Your feelings probably aren’t helping you win as a photographer

When you look in the mirror, how do you feel?

What do you think?

Who do you see?

If you’re like most people, you’re self-critical: you see imperfections, flaws, mistakes, regrets, things that need to be changed, things you feel powerless to change.

Now, flip the script:

When your best friend looks at you, who do they see?

What do they think?

How do you make them feel?

The mirror is two-dimensional, and often, so is our negative impression of ourselves.

But the people who love us see us fully, in three dimensions - both literally and figuratively. They see our wonderful depth: our wit, our caring, our kindness, our compassion, our intelligence, our humor, our passion, our curiosity, our creativity, our beauty much deeper and richer and more robust than the superficial.

How we as artists see our photography is often the same:

We are eternally unsatisfied, even sometimes disgusted, by the art we make. We see only two dimensions: our art compared to the best art we’ve ever seen.

Again, flip the script:

When your best clients look at your art, what do they see? How do they feel? How does it make them feel?

You will always be your own worst critic.
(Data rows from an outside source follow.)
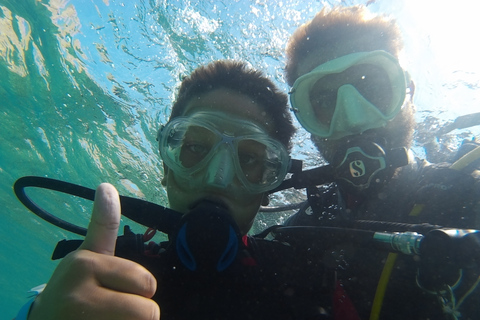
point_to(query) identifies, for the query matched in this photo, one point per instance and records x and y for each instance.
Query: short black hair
(238, 77)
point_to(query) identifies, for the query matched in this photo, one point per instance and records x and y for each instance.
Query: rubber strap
(25, 310)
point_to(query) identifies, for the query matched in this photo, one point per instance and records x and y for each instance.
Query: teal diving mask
(350, 94)
(212, 149)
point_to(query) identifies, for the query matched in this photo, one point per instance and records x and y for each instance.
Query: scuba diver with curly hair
(350, 92)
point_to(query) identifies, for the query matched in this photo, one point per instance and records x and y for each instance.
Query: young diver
(350, 92)
(224, 147)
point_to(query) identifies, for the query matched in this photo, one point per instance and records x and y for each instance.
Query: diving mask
(211, 149)
(350, 94)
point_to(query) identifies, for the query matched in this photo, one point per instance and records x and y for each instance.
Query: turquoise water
(84, 85)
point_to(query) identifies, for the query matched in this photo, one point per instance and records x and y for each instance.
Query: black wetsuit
(440, 196)
(268, 280)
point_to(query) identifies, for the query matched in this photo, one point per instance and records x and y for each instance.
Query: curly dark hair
(335, 32)
(238, 77)
(329, 29)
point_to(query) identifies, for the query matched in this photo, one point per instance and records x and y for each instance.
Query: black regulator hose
(141, 211)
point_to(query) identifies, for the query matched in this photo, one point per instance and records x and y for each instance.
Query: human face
(350, 94)
(242, 206)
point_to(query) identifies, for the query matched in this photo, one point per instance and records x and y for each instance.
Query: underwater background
(85, 85)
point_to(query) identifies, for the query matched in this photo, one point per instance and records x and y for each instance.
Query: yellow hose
(382, 286)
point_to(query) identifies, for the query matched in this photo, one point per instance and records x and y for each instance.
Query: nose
(220, 170)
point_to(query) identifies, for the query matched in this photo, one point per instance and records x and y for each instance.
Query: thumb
(104, 223)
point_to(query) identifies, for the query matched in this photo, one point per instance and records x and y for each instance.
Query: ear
(265, 200)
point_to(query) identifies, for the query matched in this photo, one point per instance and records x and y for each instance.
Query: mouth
(215, 200)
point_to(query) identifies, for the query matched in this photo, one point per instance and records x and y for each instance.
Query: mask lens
(197, 144)
(251, 155)
(188, 146)
(370, 81)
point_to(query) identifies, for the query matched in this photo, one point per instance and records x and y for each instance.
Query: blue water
(84, 85)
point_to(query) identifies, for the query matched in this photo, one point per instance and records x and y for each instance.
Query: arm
(91, 283)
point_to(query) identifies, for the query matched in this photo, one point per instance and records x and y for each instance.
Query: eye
(248, 159)
(196, 148)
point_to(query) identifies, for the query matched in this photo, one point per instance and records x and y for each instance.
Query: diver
(225, 146)
(350, 92)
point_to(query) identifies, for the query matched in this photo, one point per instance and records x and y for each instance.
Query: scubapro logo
(357, 168)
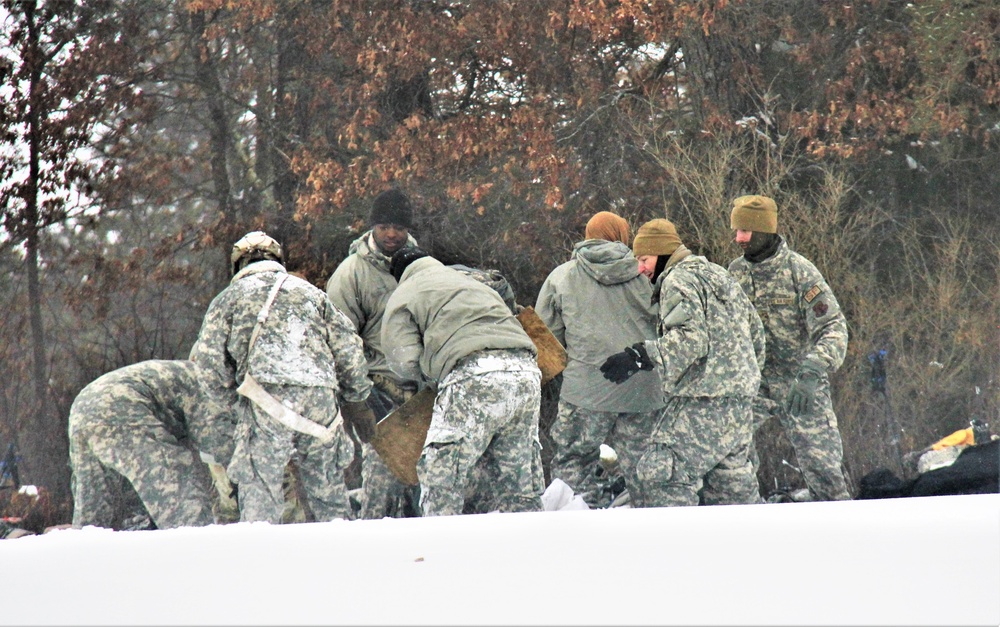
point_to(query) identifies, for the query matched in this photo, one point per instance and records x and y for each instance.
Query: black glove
(361, 418)
(803, 391)
(620, 366)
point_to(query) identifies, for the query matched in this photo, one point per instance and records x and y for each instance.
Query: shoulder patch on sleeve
(813, 292)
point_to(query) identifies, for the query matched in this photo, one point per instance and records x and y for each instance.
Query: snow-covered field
(915, 561)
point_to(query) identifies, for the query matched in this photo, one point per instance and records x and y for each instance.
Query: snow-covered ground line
(915, 561)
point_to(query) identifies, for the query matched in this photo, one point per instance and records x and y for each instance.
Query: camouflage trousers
(169, 478)
(699, 451)
(815, 437)
(486, 416)
(578, 434)
(382, 494)
(264, 447)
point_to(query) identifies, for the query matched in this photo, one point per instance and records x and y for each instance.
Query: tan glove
(359, 416)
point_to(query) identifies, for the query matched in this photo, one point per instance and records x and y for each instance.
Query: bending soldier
(444, 328)
(299, 369)
(146, 423)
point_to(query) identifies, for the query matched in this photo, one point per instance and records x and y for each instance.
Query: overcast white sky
(913, 561)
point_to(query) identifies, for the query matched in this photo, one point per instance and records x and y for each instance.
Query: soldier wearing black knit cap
(360, 287)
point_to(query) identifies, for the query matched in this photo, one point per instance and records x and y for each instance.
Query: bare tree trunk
(43, 440)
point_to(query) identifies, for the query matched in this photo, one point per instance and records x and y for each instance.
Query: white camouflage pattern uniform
(308, 356)
(146, 422)
(709, 353)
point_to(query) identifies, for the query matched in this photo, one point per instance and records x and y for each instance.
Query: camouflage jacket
(170, 392)
(360, 287)
(802, 318)
(596, 304)
(438, 315)
(711, 340)
(305, 341)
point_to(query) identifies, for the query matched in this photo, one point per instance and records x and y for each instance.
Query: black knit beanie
(392, 207)
(402, 259)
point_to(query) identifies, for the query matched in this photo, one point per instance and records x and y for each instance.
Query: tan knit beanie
(656, 237)
(609, 226)
(755, 213)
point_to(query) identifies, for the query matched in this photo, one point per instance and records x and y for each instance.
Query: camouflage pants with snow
(166, 474)
(815, 437)
(699, 448)
(264, 447)
(578, 434)
(382, 494)
(486, 413)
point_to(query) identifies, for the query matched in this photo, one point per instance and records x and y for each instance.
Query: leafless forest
(140, 138)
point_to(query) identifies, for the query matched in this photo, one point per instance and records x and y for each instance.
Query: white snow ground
(912, 561)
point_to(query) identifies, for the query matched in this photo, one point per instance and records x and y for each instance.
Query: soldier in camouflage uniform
(595, 303)
(708, 355)
(145, 423)
(360, 287)
(444, 328)
(806, 339)
(305, 355)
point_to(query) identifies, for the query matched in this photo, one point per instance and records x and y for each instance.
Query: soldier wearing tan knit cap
(595, 303)
(806, 339)
(608, 226)
(708, 355)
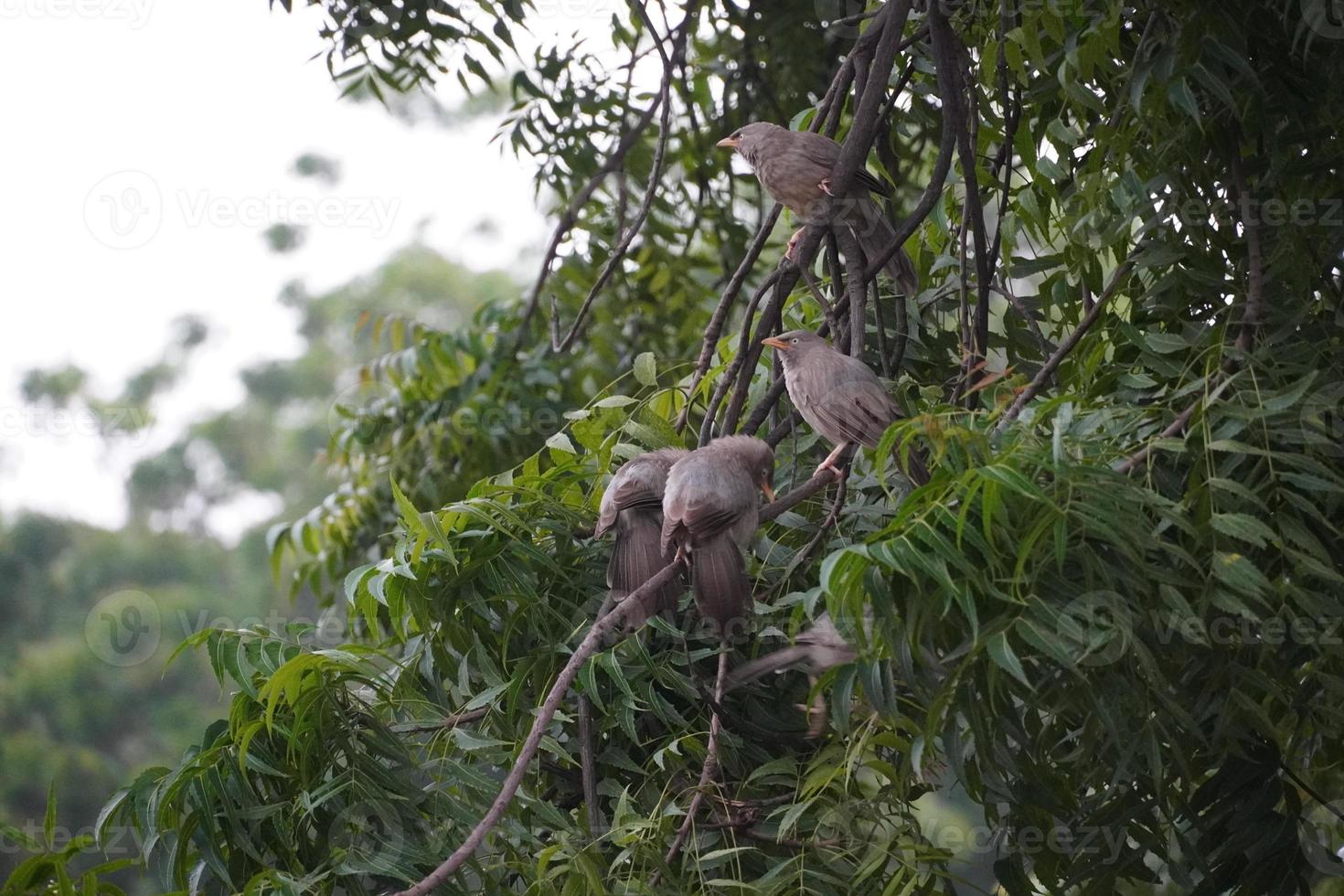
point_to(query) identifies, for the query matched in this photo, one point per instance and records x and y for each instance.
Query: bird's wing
(624, 493)
(871, 183)
(709, 517)
(854, 404)
(826, 152)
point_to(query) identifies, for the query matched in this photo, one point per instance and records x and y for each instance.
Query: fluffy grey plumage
(709, 509)
(815, 650)
(792, 166)
(837, 395)
(632, 507)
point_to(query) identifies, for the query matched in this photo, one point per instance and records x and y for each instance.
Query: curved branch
(592, 641)
(1067, 346)
(632, 231)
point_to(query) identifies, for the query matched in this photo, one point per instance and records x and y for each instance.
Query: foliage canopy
(1110, 617)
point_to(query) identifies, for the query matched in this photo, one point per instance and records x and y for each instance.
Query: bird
(839, 397)
(709, 512)
(815, 650)
(632, 507)
(795, 166)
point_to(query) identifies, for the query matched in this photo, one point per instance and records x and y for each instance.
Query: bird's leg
(817, 712)
(829, 464)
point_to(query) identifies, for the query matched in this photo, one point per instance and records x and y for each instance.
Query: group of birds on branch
(702, 507)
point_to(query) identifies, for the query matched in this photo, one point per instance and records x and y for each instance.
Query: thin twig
(1254, 258)
(571, 211)
(443, 724)
(592, 641)
(827, 309)
(649, 192)
(1067, 346)
(857, 289)
(738, 360)
(711, 762)
(720, 314)
(588, 764)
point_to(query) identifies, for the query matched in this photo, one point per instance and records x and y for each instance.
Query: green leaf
(646, 368)
(1004, 657)
(1243, 527)
(560, 443)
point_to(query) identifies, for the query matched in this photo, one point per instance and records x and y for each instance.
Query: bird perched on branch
(632, 507)
(839, 397)
(795, 168)
(815, 650)
(709, 512)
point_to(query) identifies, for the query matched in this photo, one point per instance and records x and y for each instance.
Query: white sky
(169, 111)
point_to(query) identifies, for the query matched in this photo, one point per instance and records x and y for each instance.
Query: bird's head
(749, 140)
(795, 344)
(754, 455)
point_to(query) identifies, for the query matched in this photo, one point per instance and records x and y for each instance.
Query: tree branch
(1067, 346)
(711, 761)
(592, 641)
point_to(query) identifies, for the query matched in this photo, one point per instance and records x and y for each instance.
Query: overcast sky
(148, 144)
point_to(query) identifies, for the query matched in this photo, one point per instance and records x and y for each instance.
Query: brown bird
(709, 512)
(795, 168)
(632, 506)
(837, 395)
(815, 650)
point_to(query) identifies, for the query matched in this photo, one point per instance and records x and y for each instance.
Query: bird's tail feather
(875, 235)
(720, 583)
(777, 661)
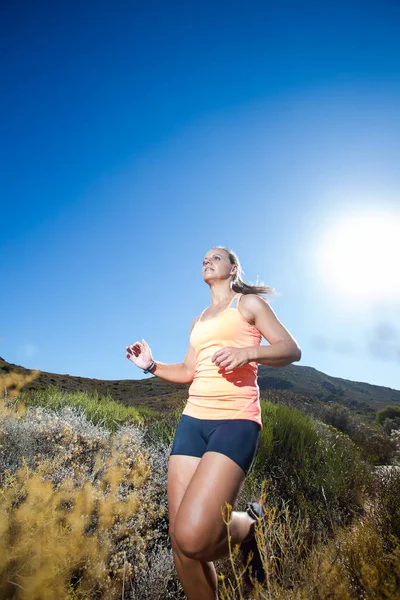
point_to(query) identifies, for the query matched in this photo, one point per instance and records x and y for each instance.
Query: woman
(217, 436)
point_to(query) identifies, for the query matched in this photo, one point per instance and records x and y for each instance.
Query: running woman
(217, 436)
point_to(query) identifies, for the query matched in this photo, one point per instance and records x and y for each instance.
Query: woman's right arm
(140, 354)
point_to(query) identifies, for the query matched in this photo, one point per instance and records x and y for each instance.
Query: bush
(310, 464)
(103, 411)
(83, 511)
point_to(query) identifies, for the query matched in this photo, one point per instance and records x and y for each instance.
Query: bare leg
(241, 526)
(199, 579)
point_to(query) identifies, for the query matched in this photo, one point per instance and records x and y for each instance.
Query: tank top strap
(235, 301)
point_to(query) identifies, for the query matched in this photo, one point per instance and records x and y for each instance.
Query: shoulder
(251, 305)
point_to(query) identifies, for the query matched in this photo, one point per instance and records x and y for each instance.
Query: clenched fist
(140, 354)
(229, 358)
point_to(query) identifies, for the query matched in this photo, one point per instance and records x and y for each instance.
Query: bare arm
(283, 349)
(141, 355)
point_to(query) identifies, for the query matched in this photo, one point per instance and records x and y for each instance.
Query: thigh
(187, 449)
(199, 522)
(180, 472)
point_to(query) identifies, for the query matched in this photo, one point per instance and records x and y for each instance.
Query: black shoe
(255, 567)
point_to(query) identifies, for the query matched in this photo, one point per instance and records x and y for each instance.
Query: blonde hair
(238, 285)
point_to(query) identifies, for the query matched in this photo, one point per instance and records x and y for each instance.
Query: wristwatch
(150, 368)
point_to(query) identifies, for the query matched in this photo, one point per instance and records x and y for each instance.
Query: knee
(189, 543)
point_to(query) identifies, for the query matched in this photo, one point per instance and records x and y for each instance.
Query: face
(216, 264)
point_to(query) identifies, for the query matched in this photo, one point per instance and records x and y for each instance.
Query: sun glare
(359, 257)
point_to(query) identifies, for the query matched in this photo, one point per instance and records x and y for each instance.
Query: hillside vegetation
(83, 507)
(162, 396)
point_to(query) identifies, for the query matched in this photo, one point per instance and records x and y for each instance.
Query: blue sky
(138, 135)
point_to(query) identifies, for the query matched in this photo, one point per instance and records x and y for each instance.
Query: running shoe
(255, 566)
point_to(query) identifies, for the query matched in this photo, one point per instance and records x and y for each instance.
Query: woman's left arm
(283, 349)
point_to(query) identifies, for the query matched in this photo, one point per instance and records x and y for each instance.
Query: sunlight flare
(359, 256)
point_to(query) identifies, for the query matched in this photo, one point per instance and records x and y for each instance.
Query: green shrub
(99, 410)
(310, 464)
(389, 412)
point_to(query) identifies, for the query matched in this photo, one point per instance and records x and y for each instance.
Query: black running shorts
(236, 438)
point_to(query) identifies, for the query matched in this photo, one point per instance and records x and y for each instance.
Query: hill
(162, 396)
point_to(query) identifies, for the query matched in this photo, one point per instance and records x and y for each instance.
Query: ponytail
(238, 285)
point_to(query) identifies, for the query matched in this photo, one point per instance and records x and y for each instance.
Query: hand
(140, 354)
(229, 358)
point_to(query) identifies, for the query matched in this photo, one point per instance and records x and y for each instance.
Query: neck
(221, 293)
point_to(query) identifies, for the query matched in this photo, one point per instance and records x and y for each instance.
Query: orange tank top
(213, 393)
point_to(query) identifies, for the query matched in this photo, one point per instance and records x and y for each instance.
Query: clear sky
(135, 136)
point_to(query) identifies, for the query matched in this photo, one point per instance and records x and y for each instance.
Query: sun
(359, 256)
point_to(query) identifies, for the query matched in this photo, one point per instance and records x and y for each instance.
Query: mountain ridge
(162, 395)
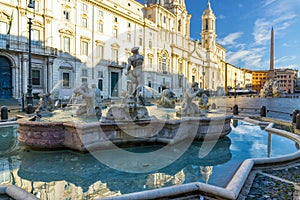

The Superpower here is (as usual) self-awareness: Know that you are ambitious and thus self-critical, but also that your lens isn’t true.

How you feel about your photography is not how your best clients and potential clients feel. You do no one any favors, you share no blessings with the world, when you hide your work (and your self) from those who would be most blessed by it.

Balance these - ambition and awareness - and give yourself permission to stop feeling so damn bad about yourself as an artist and professional.